Наконец Хейккиля кое-как уснул. Вдруг он проснулся от того, что вся землянка, казалось, покачивалась. С потолка сыпался песок, на полке подпрыгивали, позвякивая, банки и склянки. Окошко землянки вдруг треснуло и грохнулось на пол. Тогда он, вскочив с постели, заорал:

— Подъем! Черт побери, вот оно, началось!

Призыв был напрасен, потому что все уже повскакали. Наверху гремело и грохотало, как будто там бушевала страшная гроза. Кругом все метались и, бледные, впопыхах натягивали на себя одежду. В землянку ворвался часовой, на нем не было лица:

— Самолеты!

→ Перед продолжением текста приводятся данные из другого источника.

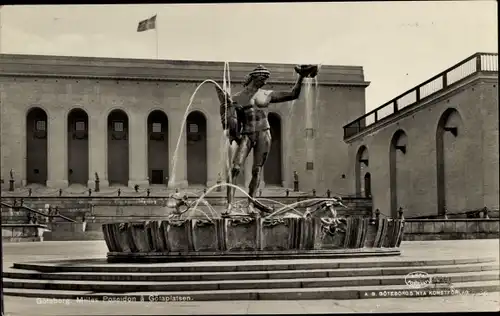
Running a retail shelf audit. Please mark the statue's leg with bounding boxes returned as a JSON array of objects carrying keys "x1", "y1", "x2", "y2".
[
  {"x1": 248, "y1": 130, "x2": 271, "y2": 198},
  {"x1": 227, "y1": 135, "x2": 252, "y2": 204}
]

Сотни самолетов! — кричал он в исступлении. — Одна зенитка уже взлетела на воздух!

— Противотанковый взвод — сюда! — рявкнул сержант Лайне. — Выходи!

Взмахнув пистолетом, он бросился по траншее на выход, а остальные, цепочкой, последовали за ним. Но не успел сержант пробежать и десяти шагов по открытому месту, как что-то зарычало, зарокотало и с ревом пронеслось над самой головой. И он упал. Остальные инстинктивно попятились и скрылись в траншее.

— Штурмовик! Сержант остался там! Что делать?

— Назад, в землянку! — скомандовал Кауппинен, который был теперь старшим по званию. На груди у него был автомат, а на поясе висели запасные обоймы к нему и пистолет. На голове каска. Красивое лицо этого тихого, скромного парня было тоже бледно, но голос звучал спокойно и твердо:

— Ниеминен и Виртанен, надеть каски, взять оружие и несколько связок гранат. Всем остальным быть в укрытии. Бесполезно идти всем сразу. Одному быть на карауле, чтобы неприятель не захватил врасплох. Сержанта Лайне надо сейчас же вынести оттуда. Хейккиля, ты крепкий парень. Каску надень.